Gonfiai il petto. «Non sono da meno» assicurai,
battendo la mano sul mio blaster rubato.
Tylan Halos mi guardò e sorrise.
«D’accordo» concesse, stringendomi di
nuovo la mano, stavolta con
più
trasporto di quando ci eravamo incontrati qualche minuto prima.

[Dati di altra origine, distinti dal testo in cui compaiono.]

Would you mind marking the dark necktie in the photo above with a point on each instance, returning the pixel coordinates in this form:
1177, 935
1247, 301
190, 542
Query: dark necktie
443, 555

«Benvenuto a bordo, allora. Vi battezzo ufficialmente,
ragazzi:
Andor Quattro e Andor Cinque».
«E gli altri Andor chi sono?» chiesi. A sedici anni
non si può fare a meno di fare domande.
Per fortuna, Tylan Halos fu sempre paziente. «Capo Andor ce
l’hai
davanti» rispose. «Andor Due lo stiamo andando a
prendere e
Andor Tre, lui …»
Sentii Cunha sospirare. «Non dirmi che non lo hai ancora
detonato!»
Da uno degli altoparlanti dell’Andor, una voce mi fece
sobbalzare.
“Vi sento tutti e tre da quando siete venuti a constatare i
danni. Fossi in voi, non mi permetterei di fare ironia su chi
dovrà calcolare le rotte di volo per garantire il successo
dell'operazione”.
Il Capitano Halos scoppiò a ridere, Cunha roteò
gli occhi.
Poi, con il gracchiante rumore degli ammortizzatori che si abbassavano
per aprire il portellone del mercantile, una figura apparve
proprio davanti a noi.
Incuriosito, mi feci avanti e superai Cunha.
Fu la prima volta che mi trovai faccia a faccia con Kappa.